Le même auteur poursuit:
«L’imam Ahmad (Puisse Allah lui accorder Sa miséricorde) et d’autres imams
issus des Ancêtres pieux ont contesté l’attitude des partisans du principe de
s’en remettre… Ils les ont qualifiés d’innovateurs car leur doctrine implique
qu’Allah le Transcendant ait adressé à Ses fidèles serviteurs un discours dont
ils ne comprennent ni le sens ni la portée. Or Allah le Transcendant et Très
haut transcende cela. Les partisans de la sunna
comprennent le sens qu’Allah donne à ses propos et ils Le décrivent
selon les implications de Ses noms et attributs et l’éloignent par la pensée de
tout ce qui ne convient pas à Sa Puissance et à Sa Majesté .
Ils savent grâce à ses propos et à ceux de Son Messager (Bénédiction et salut
soient sur lui) qu’Allah est absolument parfait dans tout ce qu’Il dit de
lui-même et dans tout ce que Son messager (Bénédiction et salut soient sur lui)
dit de Lui.» Extrait de Madjmou fatawa Ibn Baz (3/55).
Cheikh Ibn Outhaymine (Puisse Allah lui accorder Sa miséricorde) dit: «Il
y a deux façons de s’en remettre à Allah; l’une porte sur la connaissance d’un
sens et l’autre sur la saisie d’une modalité. L’ensemble des partisans de la
Sunna s’en remettent à Allah selon le second sens et non selon le premier
puisqu’ils affirment les attributs et noms divins, les expliquent et les
subdivisent. Quiconque prétend qu’ils soutiennent le principe de s’en remettre
selon le premier sens aura menti contre eux.» Extrait de Liqaa
al-bab al-maftouh
(67/24).
Deuxièmement, certains
se sont trompés en croyant que la doctrine des Ancêtres était fondée sur le principe
de s’en remettre à Allah pour la connaissance de Ses noms et attributs. Ils ont
cru pouvoir déduire cela des propos des Ancêtres pieux relatifs aux hadith
évoquant les attributs: « Laissez les passer comme vous les avez reçus sans en
expliquer les modalités». Cette déduction est inexacte. En effet, cette parole
reçue des Ancêtres pieux indique qu’ils affirmaient les attributs selon les
sens qu’Allah leur a donné mais ils niaient en
connaître les modalités.
Cheikh al-islam Ibn Taymiyyah (Puisse
Allah lui accorder Sa miséricorde) a dit: «
Les propos de Rabi’a et Malick : «Le fait (pour
Allah) de s’installer sur Son trône
n’est pas inconnu. Sa modalité échappe à la raison.
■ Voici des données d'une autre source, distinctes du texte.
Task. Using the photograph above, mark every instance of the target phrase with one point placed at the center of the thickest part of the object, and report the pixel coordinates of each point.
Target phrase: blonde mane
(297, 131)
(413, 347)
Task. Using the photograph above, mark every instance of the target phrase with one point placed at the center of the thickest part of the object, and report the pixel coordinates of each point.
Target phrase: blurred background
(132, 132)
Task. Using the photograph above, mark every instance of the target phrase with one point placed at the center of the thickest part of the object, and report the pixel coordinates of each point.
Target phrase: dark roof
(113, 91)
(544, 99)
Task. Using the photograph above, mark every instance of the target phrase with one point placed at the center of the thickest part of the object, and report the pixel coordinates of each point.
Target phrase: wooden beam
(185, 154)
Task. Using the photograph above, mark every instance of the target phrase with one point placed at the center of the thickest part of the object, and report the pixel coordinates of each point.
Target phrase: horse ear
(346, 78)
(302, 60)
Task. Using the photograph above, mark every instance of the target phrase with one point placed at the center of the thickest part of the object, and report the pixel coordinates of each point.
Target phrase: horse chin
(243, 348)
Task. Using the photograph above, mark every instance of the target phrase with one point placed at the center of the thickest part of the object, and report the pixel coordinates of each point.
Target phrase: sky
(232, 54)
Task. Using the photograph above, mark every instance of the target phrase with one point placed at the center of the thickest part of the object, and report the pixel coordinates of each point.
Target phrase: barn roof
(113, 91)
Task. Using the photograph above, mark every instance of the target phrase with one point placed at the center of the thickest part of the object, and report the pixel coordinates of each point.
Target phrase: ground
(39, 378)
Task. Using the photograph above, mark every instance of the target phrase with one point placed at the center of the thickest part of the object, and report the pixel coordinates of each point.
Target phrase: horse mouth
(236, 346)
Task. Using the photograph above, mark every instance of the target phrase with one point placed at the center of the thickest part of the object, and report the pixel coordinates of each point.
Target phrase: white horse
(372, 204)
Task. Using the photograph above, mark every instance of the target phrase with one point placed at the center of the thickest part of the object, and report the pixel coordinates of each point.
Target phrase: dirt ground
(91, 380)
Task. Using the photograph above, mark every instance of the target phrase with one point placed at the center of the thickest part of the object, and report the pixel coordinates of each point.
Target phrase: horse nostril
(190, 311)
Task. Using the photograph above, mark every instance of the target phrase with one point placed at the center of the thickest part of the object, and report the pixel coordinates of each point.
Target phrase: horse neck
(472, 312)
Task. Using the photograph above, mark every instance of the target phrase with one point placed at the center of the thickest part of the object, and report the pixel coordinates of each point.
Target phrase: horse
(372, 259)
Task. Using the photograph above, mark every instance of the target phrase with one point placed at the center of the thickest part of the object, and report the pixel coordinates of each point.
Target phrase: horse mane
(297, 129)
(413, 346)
Il est pourtant un devoir
d’y croire» ne font que corroborer ceux des autres: «Laissez les passer tels
que vous les avez reçus sans en déterminer la modalité.» Ils ont nié la
connaissance de la modalité non la vraie connaissance de l’attribut.» Si ces
gens avaient cru à des mots sans en comprendre un sens qui convienne à Allah,
ils n’auraient pas dit: «Le fait de
s’installer n’est pas inconnu mais sa
modalité n’est pas saisissable par la raison» Ils n’auraient pas dit non plus :
«Laissez les passer sans chercher à en préciser la modalité. Car le fait de
s’installer ne serait pas connu dans ce cas, mais plutôt ignoré au même titre
que les lettres isolées. il s’y ajoute encore qu’on
n’aurait pas besoin de nier la connaissance de la modalité si on ne connait pas le sens d’un mot. On n’a besoin de nier la
connaissance de la modalité que quand on affirme les attributs. En plus, celui
qui nie les attributs divins n’a pas besoin de dire «sans en préciser la
modalité». Celui qui dit : «Allah ne siège pas sur le Trône» n’a pas besoin
d’ajouter «sans précision de modalité». Si la doctrine des Ancêtres pieux
impliquait réellement la négation des
attributs, ils n’auraient pas employé l’expression «sans préciser la modalité».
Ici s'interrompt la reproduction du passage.